Argentina mortgage key points

Ten key points to keep in mind when acquiring mortgage credit

Everyone dreams of the day they will be able to stop renting, and begin putting their money into something they own. But in today’s market, with constantly rising property prices and few financing options, this dream seems more and more out of reach.

However, there are still a few financing options, provided by both the private and public banking sectors. Some of these options make more sense than others, however, and it is important to choose the one that is best for you and your situation. Here are ten important factors to remember when choosing a mortgage provider.

Repayment options

Argentina uses the French system for repayment, in which each payment is an equal amount, part of which goes to pay the interest, and part of which goes to the capital amount. Each month, the proportion changes based on a financial calculation that depends on the interest rate. In the beginning, most of your payment amount will go towards the interest, but towards the end, you are mostly paying the capital. There are many other payment systems in the world, but the above is the sole system used in Argentina.

Fixed rates

It is not best to borrow with a fixed rate, just for the sake of having a fixed rate, if the interest rate is high (such as today’s 18 or 20 percent). Today, this price may be attractive, below the price hike, and because of the high inflation, but in ten years, the average level should be lower, making it not so smart over the long term. It’s difficult to say exactly what this average should be, but is should be about 30% less than the current rates. However, for those who need to buy and don’t have the cash, there may not be other options offered in the today’s market.

Variable rates

Variable interest rates are dangerous because they depend on factors that the debtor cannot control, especially in a volatile country like Argentina. The life of the mortgage, however, may see large variations, or not. If so, though, the risk is even greater because of the stakes: the home itself. And if the variations are too extreme, it can have a massive impact on the borrower, which is what caused the recent international crisis.
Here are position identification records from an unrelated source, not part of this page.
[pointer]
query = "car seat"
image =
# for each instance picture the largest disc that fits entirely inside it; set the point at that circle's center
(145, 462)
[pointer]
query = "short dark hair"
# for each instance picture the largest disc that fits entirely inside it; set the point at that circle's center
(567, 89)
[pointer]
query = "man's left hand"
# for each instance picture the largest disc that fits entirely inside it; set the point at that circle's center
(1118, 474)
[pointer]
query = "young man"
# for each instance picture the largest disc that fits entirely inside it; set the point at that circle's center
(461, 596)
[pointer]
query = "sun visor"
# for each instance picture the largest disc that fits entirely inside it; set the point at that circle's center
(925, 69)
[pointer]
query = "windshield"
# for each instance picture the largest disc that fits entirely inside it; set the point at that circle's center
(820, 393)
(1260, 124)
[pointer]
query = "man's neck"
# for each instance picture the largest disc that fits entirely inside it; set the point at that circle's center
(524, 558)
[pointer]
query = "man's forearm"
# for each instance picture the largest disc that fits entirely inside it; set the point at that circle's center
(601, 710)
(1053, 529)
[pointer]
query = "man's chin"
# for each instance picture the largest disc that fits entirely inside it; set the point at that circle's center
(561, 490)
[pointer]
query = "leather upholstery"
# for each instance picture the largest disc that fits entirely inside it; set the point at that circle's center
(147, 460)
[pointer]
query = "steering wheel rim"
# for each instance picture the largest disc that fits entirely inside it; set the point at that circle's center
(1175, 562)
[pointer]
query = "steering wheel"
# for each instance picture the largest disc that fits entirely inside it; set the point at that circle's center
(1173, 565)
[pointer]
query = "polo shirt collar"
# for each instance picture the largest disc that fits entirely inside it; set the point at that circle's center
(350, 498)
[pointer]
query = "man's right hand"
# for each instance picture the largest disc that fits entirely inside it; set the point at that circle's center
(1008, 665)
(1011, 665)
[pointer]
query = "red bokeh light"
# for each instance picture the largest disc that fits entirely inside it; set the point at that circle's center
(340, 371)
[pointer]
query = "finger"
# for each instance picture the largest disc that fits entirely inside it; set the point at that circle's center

Annual rate vs. total cost

The total cost includes, in addition to the rates, the other costs, such as life and fire insurance, and other commissions. It is important to consider the total financial cost when applying for a mortgage.

Other variables

Other variable that should be considered when taking out a mortgage include insurance, especially life insurance, which is often expensive, and weighs a lot in the payments. In terms of the repayment period, with high rates like today, extending the period does nothing in terms of lowering the payments. Ten years is a reasonable repayment period today; with lower rates, 20 years or more makes more sense.

Early repayment

Most companies have penalties for early repayment, at least during the first years, as mortgages are great business for banks. You need to look at each program’s individual rules on this subject, as it just depends on the individual situation, and how much the penalty is.

Salary-payment ratio

Banks will stress the salary-payment ratio to ensure that the borrower truly can repay their loan without too much stress or unforeseen hardship.

Independent contracting income

Depending on the bank, you may be able to add any monotributista, or independent contracting, income to your salary to secure a better rate. Ask your bank for further details.

Timeline

The average time for securing a mortgage is about 45 days. Determining tax rates, researching the borrowers financial information, and other such questions takes time.

Securing the property

Making a reserva ad referendum with the current owner of the property you intend to purchase secures the property for you while your loan is being processed.